Mais un mystérieux message envoyé à Mira Feticu, une écrivaine néerlandaise d'origine roumaine, a fait renaître l'espoir de retrouver la trace d'au moins une partie de ces chefs d'œuvre. Il y a une dizaine de jours, "j'ai reçu une lettre en roumain avec des instructions concernant l'endroit où était caché le tableau" de Picasso, a déclaré à l'AFP Mira Feticu, auteure d'un roman sur ce cambriolage. 

Une œuvre sans doute enterrée "récemment"

L'écrivaine a alors avoir contacté un policier néerlandais qui avait travaillé sur cette affaire. "Lorsque celui-ci ne m'a pas rappelée comme promis, j'ai pris un avion à destination de la Roumanie", relate-t-elle.

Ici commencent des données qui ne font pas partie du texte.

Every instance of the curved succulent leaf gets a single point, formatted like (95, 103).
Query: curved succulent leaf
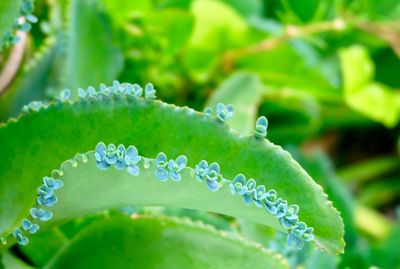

Mira Feticu s'est alors rendue dans une forêt située à une quinzaine de kilomètres du domicile du suspect. "Je suis arrivée à l'endroit indiqué, j'étais tellement émue que j'ai commencé à creuser avec mes mains la terre recouverte de neige, jusqu'à ce que je tombe sur quelque chose emballé dans du plastique", poursuit l'auteure. "Ce n'est sans doute que très récemment qu'il avait été caché à l'endroit où je l'ai trouvé."

De "sérieux doutes" sur l'authenticité de l'œuvre 

Une expertise doit être menée dans les prochains jours pour établir l'authenticité de la toile, a précisé le Parquet roumain chargé de la criminalité organisée. Les experts demeurent toutefois prudents. "J'ai de sérieux doutes sur l'authenticité", a déclaré Peter van Beveren, ancien conservateur de la Collection Triton, à la télévision publique néerlandaise NOS.

Six personnes, dont Radu Dogaru et sa mère Olga, ont été condamnées pour ce vol de sept tableaux à des peines allant de deux à six ans de prison ferme, et à verser 18,1 millions d'euros de dommages et intérêts aux assureurs.